Secondo i dati forniti dall’Ocse l’Italia è l’unico, tra i membri europei che vi aderiscono, in cui i salari medi sono diminuiti rispetto al 1990. Che ci sia un problema salariale nel nostro paese, è ormai evidente a tutti; non a caso il tema dell’introduzione o meno di un “salario minimo legale” sta diventato un argomento sempre più dibattuto. Il crollo della dinamica salariale nel nostro paese è dovuto a diversi fattori.
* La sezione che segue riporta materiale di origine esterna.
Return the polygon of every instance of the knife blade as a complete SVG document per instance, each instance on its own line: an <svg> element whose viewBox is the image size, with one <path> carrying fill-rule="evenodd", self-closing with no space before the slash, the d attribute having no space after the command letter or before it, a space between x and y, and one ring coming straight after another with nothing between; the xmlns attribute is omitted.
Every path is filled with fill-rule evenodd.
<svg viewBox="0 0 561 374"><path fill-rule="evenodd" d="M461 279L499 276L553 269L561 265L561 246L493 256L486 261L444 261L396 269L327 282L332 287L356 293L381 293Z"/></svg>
Un aumento esponenziale dei rapporti a part-time, soprattutto “involontari” e diffusi principalmente nei settori dei servizi e tra le donne.
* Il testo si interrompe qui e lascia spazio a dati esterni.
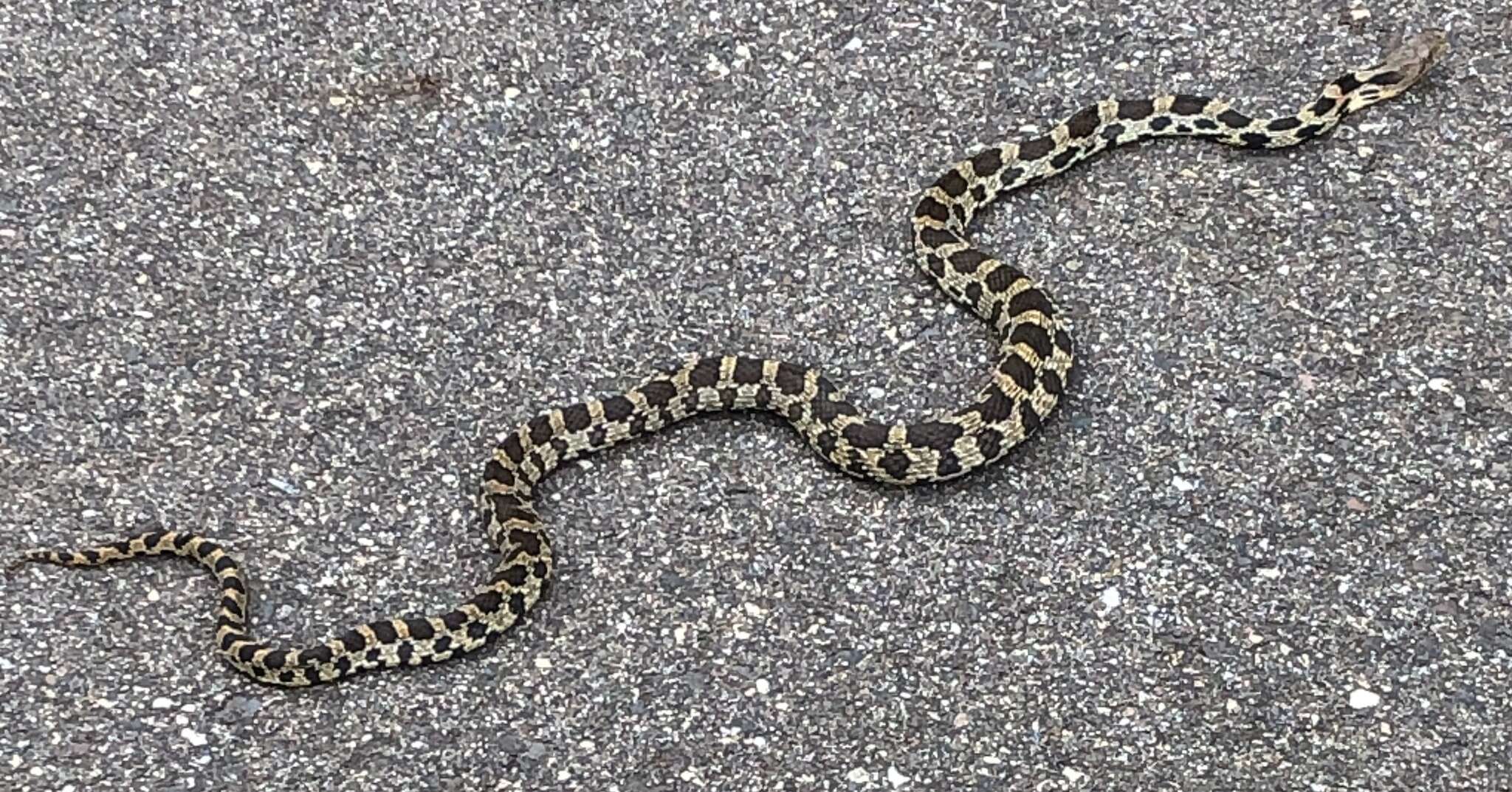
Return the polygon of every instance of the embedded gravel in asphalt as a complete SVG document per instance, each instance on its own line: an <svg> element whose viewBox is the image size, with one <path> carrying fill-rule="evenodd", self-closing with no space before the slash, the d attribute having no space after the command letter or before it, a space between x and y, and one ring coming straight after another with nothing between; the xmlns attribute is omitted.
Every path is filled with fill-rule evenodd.
<svg viewBox="0 0 1512 792"><path fill-rule="evenodd" d="M974 147L1453 51L990 210L1080 352L1004 463L679 425L550 479L550 596L469 659L262 688L191 564L0 576L0 787L1512 787L1504 5L198 6L0 9L0 552L200 529L280 641L449 608L494 438L686 354L968 398L906 218Z"/></svg>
L’applicazione di contratti collettivi nazionali come il Multiservizi o i Servizi Fiduciari, se non anche alcuni dei cosiddetti “contratti collettivi pirata”, che riconoscono salari irrisori e particolarmente diffusi tra le aziende che gestiscono attività in appalto, ma non solo.
Il diffondersi di rapporti lavoratori a cui non sono riconosciuti in parte o in toto, le voci del salario diretto e indiretto della contrattazione collettiva: i soci di cooperativa, i co.co.co., le false partite iva monocommittenti, gli stagisti.
Nonostante ciò, il centro del problema sono i modelli con cui CGIL-CISL-UIL, Governo e Associazioni Datoriali hanno definito modalità e contenuti della contrattazione collettiva, e che con l’avvio della “concertazione sociale” hanno dapprima smontato (Accordo separato e Decreto di San Valentino del 1984) e poi definitivamente abolito la “Scala Mobile”, sostituendola con il regime definito dall’ Accordo Interconfederale del 1993.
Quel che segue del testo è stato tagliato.